Saudi Arabia has very tightly controlled media environment and criticism of the Government, the royal family and religious tenets are not really tolerated-although there are signs of an increasing tolerance emerging. The state-run Broadcasting Service of the kingdom of Saudi Arabia (BSKSA) is responsible for all broadcasting in the kingdom. The Minister of Culture and Information overseas radio and TV operations. Viewers in the country’s east can pick up TV stations from more liberal Gulf neighbors. The government blocks access to websites that deems offensive. Newspapers tend to follow the lead of the state-run news agency on whether or not to publish stories on sensitive subjects.
• Saudi newspapers are created by royal decree.
• Pan-Arab papers, subject to censorship, are available.
• The main newspapers include Al-Jazirah, Ar-Riyadh, and Okaz. English-language dallies include Arab News and Saudi Gazette.
The business centers of Riyadh, Jeddah, and Dammam/Al-Khobar/Dhahran have international airports served by a variety of international airlines. Air travel is preferred for domestic travel with public service restricted to three airlines — the national carrier, Saudi Arabian Airlines, and two new private, low-cost airlines, Sama and NAS Air.
The official language of Saudi Arabia is Arabic, but English is widely used in business and some signs and notices. Most road signs are in Arabic, while major highways and streets in major cities display road signs in both Arabic and English.

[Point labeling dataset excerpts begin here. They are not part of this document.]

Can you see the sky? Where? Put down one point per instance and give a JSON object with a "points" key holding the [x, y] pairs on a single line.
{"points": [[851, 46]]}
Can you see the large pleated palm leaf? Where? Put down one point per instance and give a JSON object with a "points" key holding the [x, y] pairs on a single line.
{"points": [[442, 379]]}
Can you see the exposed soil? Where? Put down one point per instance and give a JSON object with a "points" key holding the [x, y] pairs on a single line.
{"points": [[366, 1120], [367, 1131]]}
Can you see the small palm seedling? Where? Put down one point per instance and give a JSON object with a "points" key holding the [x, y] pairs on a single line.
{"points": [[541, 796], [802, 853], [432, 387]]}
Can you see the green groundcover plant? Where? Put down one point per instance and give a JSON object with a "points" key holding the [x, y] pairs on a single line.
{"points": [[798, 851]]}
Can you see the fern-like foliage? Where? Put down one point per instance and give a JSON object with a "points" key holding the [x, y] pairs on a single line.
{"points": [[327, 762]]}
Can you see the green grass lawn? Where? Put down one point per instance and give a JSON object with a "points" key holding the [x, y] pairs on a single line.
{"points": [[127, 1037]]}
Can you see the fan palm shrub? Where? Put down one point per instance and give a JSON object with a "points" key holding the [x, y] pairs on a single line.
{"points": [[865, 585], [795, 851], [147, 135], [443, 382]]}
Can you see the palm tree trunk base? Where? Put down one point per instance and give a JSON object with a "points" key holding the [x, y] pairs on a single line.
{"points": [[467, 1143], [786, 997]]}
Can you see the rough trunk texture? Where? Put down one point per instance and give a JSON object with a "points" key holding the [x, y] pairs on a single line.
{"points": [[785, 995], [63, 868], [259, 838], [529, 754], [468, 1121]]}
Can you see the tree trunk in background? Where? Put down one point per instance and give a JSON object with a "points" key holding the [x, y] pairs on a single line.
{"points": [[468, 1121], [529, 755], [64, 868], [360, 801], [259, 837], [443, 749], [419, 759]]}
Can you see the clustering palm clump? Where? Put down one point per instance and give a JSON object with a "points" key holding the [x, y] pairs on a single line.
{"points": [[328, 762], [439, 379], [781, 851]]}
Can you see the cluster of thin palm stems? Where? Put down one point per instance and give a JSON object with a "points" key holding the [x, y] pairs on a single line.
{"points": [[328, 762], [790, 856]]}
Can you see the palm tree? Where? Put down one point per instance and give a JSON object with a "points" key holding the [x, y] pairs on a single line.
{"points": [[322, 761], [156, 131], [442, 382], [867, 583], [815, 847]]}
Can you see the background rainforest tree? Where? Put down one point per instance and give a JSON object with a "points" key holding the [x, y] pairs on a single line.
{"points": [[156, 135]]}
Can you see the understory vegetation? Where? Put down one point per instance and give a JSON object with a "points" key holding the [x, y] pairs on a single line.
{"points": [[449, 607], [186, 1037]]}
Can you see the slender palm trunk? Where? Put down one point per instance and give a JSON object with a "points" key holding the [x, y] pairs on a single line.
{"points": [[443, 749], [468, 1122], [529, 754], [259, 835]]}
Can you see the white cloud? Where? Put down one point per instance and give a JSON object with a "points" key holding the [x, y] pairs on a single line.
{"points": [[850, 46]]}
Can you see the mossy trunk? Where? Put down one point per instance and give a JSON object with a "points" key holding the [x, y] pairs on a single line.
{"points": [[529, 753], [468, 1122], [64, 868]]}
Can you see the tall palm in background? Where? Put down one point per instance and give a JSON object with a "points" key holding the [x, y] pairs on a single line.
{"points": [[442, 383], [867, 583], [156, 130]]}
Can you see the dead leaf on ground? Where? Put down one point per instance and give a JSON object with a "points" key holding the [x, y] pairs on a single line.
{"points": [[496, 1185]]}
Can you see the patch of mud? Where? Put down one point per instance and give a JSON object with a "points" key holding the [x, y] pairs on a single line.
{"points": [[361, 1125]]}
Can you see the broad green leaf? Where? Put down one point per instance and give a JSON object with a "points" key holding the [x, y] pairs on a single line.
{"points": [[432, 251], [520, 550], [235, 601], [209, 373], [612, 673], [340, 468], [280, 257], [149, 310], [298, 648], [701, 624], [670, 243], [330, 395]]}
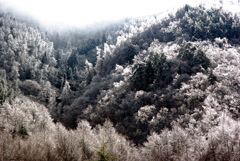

The quality of health care is variable, ranging from excellent to poor depending on the region, hospital, and specialty. Most Western expatriates find it adequate for routine care and minor surgery. In recent years, however, medical care has evolved in Saudi Arabia with sophisticated types of treatment, such as open-heart surgery, kidney transplants and cancer treatment, being undertaken. Only a few drugs available in the United States are not available in Saudi Arabia. Many local hospitals and healthcare companies are vying to join with American healthcare providers. In 2005, for example, the Cleveland Clinic set up a joint venture medical center in Jeddah, the International Medical Center, which will work on several joint initiatives including e-health, teleconferencing, consultations and continuing education programs.
A yellow fever certificate is required from travelers coming from infected countries. A meningitis vaccine is recommended for incoming to Jeddah and the western region, especially during the annual pilgrimage ritual.
There is a risk of malaria throughout the year in most of the Southern Region and in certain rural areas of the Western Region, except for Mecca and Medina.